Ensuring she has at least her basics met allows her to drop the second job and figure out a way to go to school or learn a skill. Or at the very least it allows her to spend time with her kids each night working on their homework and giving them a chance to break the poverty cycle.
Thank you for articulating this. Outside a crisis, I don’t think we should have a standing policy like this in the United States. If you consider the issue from a first principles argument, each citizen of the United States is essentially an equity owner and the government are the managers. Power of the managers comes from its owners. We are unique in the world in this regard. There are other democracies sure but none that I know of who get their power from the people. It’s universally the other way around. Government is given all the power and whatever rights the people have come from the government. It is because of this, that in the US, an individual must be an independent self governing being. If the individual is not self governing then it is impossible for the individual to confer rights to the government. If the government becomes a source of universal income then the sovereign individual is potentially weakened and here’s how: ubi is not economically sustainable. At the beginning it may be available to everyone but eventually it will be curtailed. Means testing may be one way but social credit scores may be another. What stops of government from saying if you go to that protest your income eligibility score could drop and you might not receive an income next month or at all? Income without doing something to earn it is a form of coercion — a coerced people cannot be free. And while I have no problem with folks in Australia who want to try it, for myself, a citizen of the United Stares, I have grave concerns that ubi is but a gateway to less freedom rather than more.

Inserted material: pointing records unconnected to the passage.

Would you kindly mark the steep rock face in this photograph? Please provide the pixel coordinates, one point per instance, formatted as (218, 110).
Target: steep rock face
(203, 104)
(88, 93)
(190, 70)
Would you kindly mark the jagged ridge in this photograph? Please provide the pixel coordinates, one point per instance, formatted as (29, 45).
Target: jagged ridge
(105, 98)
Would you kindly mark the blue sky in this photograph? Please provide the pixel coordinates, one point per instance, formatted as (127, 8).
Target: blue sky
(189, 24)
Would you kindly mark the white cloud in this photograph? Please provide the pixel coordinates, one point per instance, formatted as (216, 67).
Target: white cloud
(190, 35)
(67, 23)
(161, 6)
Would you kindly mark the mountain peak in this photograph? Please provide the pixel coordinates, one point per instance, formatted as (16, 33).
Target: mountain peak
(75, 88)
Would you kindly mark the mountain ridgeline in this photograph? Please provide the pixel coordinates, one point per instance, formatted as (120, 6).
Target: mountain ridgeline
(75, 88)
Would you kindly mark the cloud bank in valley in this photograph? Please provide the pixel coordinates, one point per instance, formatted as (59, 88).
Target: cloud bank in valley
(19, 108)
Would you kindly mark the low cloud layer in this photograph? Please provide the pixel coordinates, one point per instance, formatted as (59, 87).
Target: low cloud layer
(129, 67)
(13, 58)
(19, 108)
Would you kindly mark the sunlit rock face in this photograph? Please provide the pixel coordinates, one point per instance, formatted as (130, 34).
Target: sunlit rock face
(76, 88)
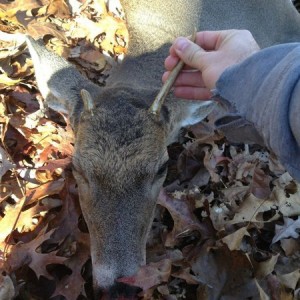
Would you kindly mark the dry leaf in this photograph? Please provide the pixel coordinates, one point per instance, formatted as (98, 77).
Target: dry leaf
(150, 275)
(289, 229)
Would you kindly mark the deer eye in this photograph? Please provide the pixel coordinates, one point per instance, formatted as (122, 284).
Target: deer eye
(162, 169)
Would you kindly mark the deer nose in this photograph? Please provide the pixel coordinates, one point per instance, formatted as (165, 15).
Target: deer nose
(119, 291)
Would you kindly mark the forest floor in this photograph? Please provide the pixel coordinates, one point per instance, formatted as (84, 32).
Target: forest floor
(227, 223)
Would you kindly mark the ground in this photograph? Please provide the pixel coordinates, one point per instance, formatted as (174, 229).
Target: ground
(227, 223)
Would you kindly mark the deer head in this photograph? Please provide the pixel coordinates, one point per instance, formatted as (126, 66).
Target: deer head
(120, 159)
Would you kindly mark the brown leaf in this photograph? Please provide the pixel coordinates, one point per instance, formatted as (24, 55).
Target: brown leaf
(150, 275)
(260, 185)
(58, 8)
(47, 189)
(25, 253)
(226, 273)
(184, 220)
(234, 240)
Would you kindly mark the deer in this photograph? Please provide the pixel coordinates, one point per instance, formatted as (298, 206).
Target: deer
(120, 157)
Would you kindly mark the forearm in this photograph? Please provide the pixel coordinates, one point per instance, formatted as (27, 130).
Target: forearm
(265, 90)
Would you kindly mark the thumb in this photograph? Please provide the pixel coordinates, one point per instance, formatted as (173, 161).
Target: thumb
(190, 53)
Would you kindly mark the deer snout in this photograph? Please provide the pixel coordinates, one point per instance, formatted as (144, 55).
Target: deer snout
(119, 291)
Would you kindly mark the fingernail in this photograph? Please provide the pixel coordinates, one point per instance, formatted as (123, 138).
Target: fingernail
(181, 44)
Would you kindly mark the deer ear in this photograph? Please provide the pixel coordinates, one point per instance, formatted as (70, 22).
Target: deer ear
(184, 113)
(59, 82)
(88, 102)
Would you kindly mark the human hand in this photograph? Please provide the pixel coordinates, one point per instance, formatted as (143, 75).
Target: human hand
(207, 59)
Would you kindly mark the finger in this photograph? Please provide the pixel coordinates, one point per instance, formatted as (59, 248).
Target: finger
(170, 62)
(193, 79)
(192, 54)
(192, 93)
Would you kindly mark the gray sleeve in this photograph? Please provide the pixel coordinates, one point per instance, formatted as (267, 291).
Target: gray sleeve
(265, 91)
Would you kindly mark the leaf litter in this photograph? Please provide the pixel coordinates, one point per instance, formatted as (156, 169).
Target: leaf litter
(227, 224)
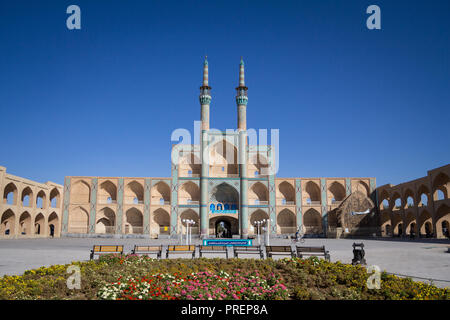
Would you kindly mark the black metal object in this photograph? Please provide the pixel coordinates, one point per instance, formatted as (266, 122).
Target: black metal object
(358, 254)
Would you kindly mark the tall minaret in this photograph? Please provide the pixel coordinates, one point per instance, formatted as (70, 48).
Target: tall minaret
(241, 101)
(205, 101)
(205, 97)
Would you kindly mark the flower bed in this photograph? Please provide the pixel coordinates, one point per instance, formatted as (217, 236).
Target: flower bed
(141, 277)
(197, 286)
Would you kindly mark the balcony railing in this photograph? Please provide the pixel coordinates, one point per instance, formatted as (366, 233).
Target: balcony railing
(107, 230)
(134, 202)
(258, 202)
(164, 230)
(84, 229)
(313, 230)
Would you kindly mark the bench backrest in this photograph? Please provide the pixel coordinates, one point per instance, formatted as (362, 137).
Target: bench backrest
(107, 248)
(181, 248)
(147, 248)
(213, 248)
(311, 249)
(278, 249)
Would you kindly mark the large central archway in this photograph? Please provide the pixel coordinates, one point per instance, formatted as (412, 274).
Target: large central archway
(223, 226)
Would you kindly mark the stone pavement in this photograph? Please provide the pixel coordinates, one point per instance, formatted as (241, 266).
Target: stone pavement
(426, 259)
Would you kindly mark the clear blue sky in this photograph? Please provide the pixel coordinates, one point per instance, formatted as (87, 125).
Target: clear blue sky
(104, 100)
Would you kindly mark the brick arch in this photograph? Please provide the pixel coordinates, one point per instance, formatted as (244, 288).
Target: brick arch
(10, 188)
(408, 194)
(424, 218)
(191, 215)
(312, 222)
(441, 183)
(287, 191)
(133, 192)
(55, 198)
(8, 220)
(53, 219)
(105, 220)
(80, 192)
(423, 190)
(160, 190)
(107, 192)
(27, 192)
(161, 218)
(384, 195)
(78, 220)
(337, 191)
(312, 189)
(25, 223)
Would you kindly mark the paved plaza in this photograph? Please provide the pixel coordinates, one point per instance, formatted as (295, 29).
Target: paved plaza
(427, 259)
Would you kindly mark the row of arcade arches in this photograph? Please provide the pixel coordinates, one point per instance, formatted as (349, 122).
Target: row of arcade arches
(26, 197)
(421, 226)
(133, 221)
(421, 197)
(28, 225)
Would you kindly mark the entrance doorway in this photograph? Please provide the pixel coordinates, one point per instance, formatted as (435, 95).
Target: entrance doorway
(223, 229)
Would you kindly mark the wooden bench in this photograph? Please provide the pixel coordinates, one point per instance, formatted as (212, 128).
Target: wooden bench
(312, 251)
(213, 249)
(180, 249)
(146, 250)
(279, 250)
(105, 249)
(248, 250)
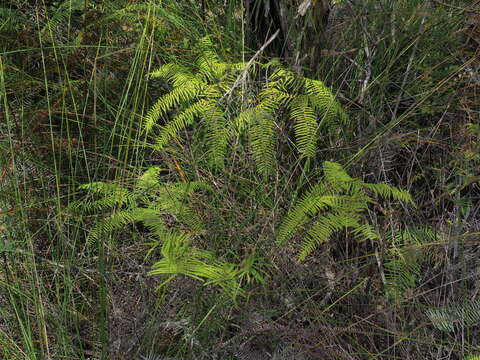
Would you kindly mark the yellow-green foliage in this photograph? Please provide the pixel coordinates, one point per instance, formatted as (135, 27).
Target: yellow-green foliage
(197, 95)
(449, 318)
(336, 203)
(311, 106)
(405, 258)
(155, 204)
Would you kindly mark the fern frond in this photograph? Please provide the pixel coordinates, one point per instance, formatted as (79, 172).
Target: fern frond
(308, 207)
(111, 195)
(149, 179)
(323, 229)
(448, 318)
(175, 74)
(114, 222)
(337, 203)
(217, 137)
(178, 95)
(324, 102)
(404, 259)
(272, 99)
(262, 143)
(305, 126)
(181, 121)
(391, 192)
(245, 118)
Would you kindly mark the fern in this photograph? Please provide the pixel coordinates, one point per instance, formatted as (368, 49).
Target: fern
(311, 106)
(197, 96)
(448, 318)
(335, 204)
(405, 258)
(155, 204)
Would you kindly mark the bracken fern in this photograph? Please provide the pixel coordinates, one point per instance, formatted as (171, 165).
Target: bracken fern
(334, 204)
(155, 204)
(311, 106)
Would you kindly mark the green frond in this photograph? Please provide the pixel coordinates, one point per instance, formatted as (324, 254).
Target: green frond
(217, 136)
(305, 126)
(335, 174)
(111, 195)
(365, 232)
(391, 192)
(325, 227)
(405, 258)
(308, 207)
(174, 74)
(449, 318)
(178, 95)
(114, 222)
(336, 203)
(272, 99)
(149, 179)
(262, 143)
(181, 121)
(245, 118)
(179, 258)
(325, 103)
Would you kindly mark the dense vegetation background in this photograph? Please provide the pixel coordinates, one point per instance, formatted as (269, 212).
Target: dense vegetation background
(235, 179)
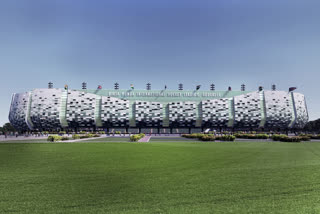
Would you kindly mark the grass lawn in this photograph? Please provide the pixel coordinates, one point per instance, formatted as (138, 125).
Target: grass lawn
(182, 177)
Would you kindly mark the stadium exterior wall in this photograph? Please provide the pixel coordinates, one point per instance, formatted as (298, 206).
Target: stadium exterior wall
(161, 110)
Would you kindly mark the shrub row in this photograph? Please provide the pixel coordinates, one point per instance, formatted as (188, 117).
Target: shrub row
(210, 137)
(136, 137)
(55, 138)
(285, 138)
(252, 136)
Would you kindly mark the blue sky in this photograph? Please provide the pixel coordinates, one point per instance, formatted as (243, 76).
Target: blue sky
(226, 42)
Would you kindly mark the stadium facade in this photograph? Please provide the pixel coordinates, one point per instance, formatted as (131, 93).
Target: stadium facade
(156, 111)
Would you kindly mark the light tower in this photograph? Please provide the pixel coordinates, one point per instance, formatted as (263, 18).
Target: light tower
(116, 86)
(84, 85)
(243, 87)
(180, 87)
(148, 86)
(212, 87)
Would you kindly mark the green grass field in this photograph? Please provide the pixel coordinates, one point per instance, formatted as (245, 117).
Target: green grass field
(181, 177)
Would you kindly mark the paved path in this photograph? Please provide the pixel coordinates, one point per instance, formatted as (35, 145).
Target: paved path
(145, 139)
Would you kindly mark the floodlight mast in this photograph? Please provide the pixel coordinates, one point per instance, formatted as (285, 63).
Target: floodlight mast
(116, 86)
(180, 87)
(84, 85)
(148, 86)
(212, 87)
(243, 87)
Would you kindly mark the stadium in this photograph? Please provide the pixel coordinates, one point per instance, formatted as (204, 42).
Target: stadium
(157, 111)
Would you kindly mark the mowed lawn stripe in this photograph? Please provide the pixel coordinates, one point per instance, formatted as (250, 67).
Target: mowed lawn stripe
(182, 177)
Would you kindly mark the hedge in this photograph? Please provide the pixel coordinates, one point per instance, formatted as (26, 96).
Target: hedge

I also disagree with UBI for the premise that it does not fix any of the underlying causes of wealth inequality - in essence, it is a free ticket for the corrupt to continue business as usual. We need to address the nepotism and the crony-capitalism that maintains the status quo in the same families generation after do-nothing generation.
Giving money to people instantly creates a class of beggars. Beggars with voting rights will vote for people who give them more and more and more for no more work. It's the road to ruin.
My suggestion is a set of hospitals, schools and housing that is super basic but sufficient to give people dignity and opportunity. These would be free for anyone, paid for via taxes on capital gains.